I resume my position across from her in my wingback, clipboard resting on my knee.
“It’s getting close to dinner time. Would you like me to bring you home for the night and we can resume our session tomorrow? Or would you like to have dinner with me?”
A delicious flush darkens her cheeks.
She opens her mouth to speak, but nothing comes out.
“What is it, Ashley?” Did she notice her thighs flexed when I said her name? “As I mentioned earlier, nothing you say to me will leave my confidence. Nothing you say will be considered shameful or wrong. Not even your darkest confessions.”
“I don’t know if I have any dark confessions, it’s just…it’s so strange to be given…options. What I would like to do. Where I want to have dinner. I went from living with my set-in-their-ways parents to Waylon. That kind of thing is usually up to someone else.”
“Now it’s up to you.”
Her chest rises and shudders down. “That’s how it should be.”
I want to hold her. “Yes, that’s how it should be, angel.”
That endearment slides right out without any forethought and it’s too late to take it back. Can’t play it off, either, because the way I said it matches how I feel when I look at her. Tender, protective. Hungry.
“I’m sorry,” I say, at a loss. “I hope that didn’t make you uncomfortable.”
She hasn’t blinked since I said it. “I’m not an angel.”
“What’s your definition of an angel?”
A beat passes. “An infallible being. With wings.”
“Maybe for me, an angel is someone faced with a lot of difficulty but manages to hold on to their sense of self. And their dreams.”
Silence passes slowly.
“I don’t think I should have dinner with you,” she whispers.
There’s a hard lurch in my chest. “All right. Because I’ve upset you?”
A small hesitation. “No.”
I wait, holding my breath.
She smooths her palm along the cushion of the couch and I can almost hear my words repeating in her head. Nothing you say to me will leave my confidence. “I guess I don’t really understand my…how I feel when I’m around you.”
It costs me a giant effort to remain seated.
I can normally predict what my clients are going to say. None of my preconceived notions apply to Ashley, do they?
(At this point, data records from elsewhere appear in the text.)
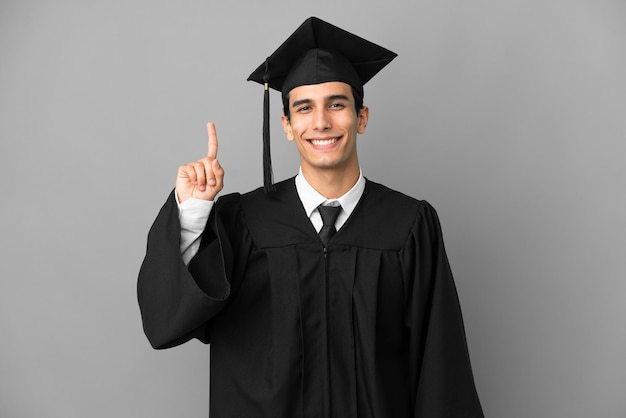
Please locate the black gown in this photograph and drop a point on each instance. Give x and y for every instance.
(369, 327)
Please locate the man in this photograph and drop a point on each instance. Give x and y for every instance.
(325, 295)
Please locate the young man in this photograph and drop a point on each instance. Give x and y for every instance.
(325, 295)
Professionally or personally. She’s one of a kind.
“Would you like to explain what you mean?”
“You confuse me.”
“How?”
“You give me freedom. But for some reason…” She wets her lips. “I don’t want to take freedom…from you. I finally have the chance to run free and taste some independence and yet, I want to stay around you. My body—”
Oh Jesus.
“What about your body?” I rasp.
“I’m not used to feeling anything but tension around men.”
“But around me you feel…”
She crosses her thighs in response, swallowing, pupils dilated.
“Are you aroused, Ashley?” I ask, on the verge of coming in my pants.
“I don’t think I know w-what it feels like to be aroused.”
My God, I’m burning alive.
If her honesty wasn’t undoing me, the telling side-to-side shift of her hips would. “I can ask you a series of questions to determine if you’re aroused. Or I can join you on the couch and make a determination. Physically.” My pulse is skittering, voice unnaturally thick. “But the latter would require me to touch you. Is that what you want?”